The bill seeks foreclosure of a purchase-money mortgage. The answer of defendant mortgagor sets up, by way of defense, the claim that, at the time the land was conveyed to defendant and the purchase-money mortgage was executed by him, two prior mortgages existed against the premises, which mortgages are still outstanding and unpaid, and also the claim that, since the conveyance was executed, defendant has ascertained that his vendor did not have title to an undivided one-half part of the premises so conveyed. Credit is sought for the amount of the incumbrances and for the failure of title to part of the land. No fraud or mutual mistake is alleged. Nor does it appear that the deed of conveyance to defendant contained either covenants of title or covenants against incumbrances.
Motion is now made in behalf of complainant to strike out these affirmative defenses.
Wm. D. Lippincott, of Camden, for the motion.

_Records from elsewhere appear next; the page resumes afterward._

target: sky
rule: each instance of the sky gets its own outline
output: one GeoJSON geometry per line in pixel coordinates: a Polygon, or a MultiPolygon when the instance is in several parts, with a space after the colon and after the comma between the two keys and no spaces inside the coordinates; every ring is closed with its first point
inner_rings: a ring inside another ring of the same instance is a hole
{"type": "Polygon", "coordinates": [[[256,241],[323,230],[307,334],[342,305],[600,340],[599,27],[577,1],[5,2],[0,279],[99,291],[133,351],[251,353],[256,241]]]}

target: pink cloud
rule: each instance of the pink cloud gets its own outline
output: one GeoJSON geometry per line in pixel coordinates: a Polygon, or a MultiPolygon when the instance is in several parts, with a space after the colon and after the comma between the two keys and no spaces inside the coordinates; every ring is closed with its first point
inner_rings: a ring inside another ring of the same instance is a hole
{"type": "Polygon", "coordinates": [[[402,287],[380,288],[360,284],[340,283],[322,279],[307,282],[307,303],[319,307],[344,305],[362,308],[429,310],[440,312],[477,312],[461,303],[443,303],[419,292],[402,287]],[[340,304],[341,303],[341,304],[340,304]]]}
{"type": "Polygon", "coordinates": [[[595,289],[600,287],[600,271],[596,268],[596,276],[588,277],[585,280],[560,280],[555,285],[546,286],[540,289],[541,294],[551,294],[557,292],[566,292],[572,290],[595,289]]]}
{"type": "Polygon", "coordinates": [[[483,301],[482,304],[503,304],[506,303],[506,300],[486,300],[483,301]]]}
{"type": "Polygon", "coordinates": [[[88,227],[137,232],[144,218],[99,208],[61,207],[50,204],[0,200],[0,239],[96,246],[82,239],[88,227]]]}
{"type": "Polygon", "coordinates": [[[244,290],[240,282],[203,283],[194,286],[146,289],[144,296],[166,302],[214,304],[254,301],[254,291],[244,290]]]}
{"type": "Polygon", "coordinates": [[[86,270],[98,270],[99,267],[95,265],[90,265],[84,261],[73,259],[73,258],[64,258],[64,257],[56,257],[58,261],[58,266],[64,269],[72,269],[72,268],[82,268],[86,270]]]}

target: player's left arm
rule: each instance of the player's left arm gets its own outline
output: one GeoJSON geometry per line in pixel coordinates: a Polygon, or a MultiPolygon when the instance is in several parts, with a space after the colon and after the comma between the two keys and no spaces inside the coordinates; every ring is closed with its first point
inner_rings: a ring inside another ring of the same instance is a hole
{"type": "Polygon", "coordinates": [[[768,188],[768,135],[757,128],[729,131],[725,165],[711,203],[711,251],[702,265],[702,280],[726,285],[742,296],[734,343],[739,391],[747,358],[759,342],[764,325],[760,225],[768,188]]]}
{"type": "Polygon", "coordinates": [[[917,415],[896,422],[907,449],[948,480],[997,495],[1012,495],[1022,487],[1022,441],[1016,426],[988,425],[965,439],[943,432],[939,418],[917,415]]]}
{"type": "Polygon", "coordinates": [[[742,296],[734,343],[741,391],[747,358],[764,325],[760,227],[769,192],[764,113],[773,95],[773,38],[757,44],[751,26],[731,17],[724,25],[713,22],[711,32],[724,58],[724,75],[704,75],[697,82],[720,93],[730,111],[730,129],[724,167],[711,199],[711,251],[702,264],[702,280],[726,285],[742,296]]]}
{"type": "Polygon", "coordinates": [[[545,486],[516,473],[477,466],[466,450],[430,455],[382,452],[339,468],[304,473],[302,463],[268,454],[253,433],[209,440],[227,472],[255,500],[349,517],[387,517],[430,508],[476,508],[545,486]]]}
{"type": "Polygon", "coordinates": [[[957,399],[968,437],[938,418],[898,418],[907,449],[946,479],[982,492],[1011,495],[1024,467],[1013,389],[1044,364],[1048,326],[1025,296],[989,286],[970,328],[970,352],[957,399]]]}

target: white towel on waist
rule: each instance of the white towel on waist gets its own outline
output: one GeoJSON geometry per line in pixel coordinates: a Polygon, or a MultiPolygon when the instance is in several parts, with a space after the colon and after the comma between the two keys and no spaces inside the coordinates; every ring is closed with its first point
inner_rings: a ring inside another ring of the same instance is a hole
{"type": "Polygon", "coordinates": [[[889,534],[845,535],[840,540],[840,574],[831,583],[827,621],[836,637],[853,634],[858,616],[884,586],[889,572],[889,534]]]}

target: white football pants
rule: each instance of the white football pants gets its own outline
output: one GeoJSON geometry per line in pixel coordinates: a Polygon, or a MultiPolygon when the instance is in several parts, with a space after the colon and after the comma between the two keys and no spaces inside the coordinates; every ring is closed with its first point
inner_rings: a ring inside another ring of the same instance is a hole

Knight & Orlando, of Camden, opposed.
LEAMING, Vice Chancellor (after stating the facts as above), In the absence of fraud or mistake, defenses of this nature are wholly dependent upon the covenants contained in the deed of conveyance. When the deed from complainant to defendant contains a covenant against incumbrances the mortgagor will be entitled to a deduction for prior incumbrances. This is because in such circumstances that covenant may be deemed already broken when made and this court may appropriately determine an issue of that nature. When the deed contains a covenant of title, this court will not undertake to adjudicate an issue of title to determine whether the covenant has been broken, but will leave that issue for the courts of law. This is because the primary jurisdiction for adjudication of legal titles rests in courts of law. If there has been an ouster under a paramount title, the covenant of title may be deemed broken, and relief may be awarded; otherwise the utmost relief this court will grant in such circumstances is to stay the foreclosure pending an action at law. When the deed contains no covenants, no relief will be awarded. This is because, in buying without covenants, the doctrine of caveat emptor must apply, and the deed is to be regarded as the final expression and measure of the engagements of the respective parties. These views will be found to be adequately supported in the cases cited in Kuhnen v. Parker, 56 N. J. Eq. 286, 38 A. 641, and Hawthorne v. Odenson, 94 N. J. Eq. 588,120 A. 797, to which should be added Ratkewicz v. Kara, 89 N. J. Eq. 203, 103 A. 912.
It follows that, since the affirmative defenses disclose neither fraud nor mutual mistake nor covenants of title nor covenants against incumbrances, complainant's motion must prevail.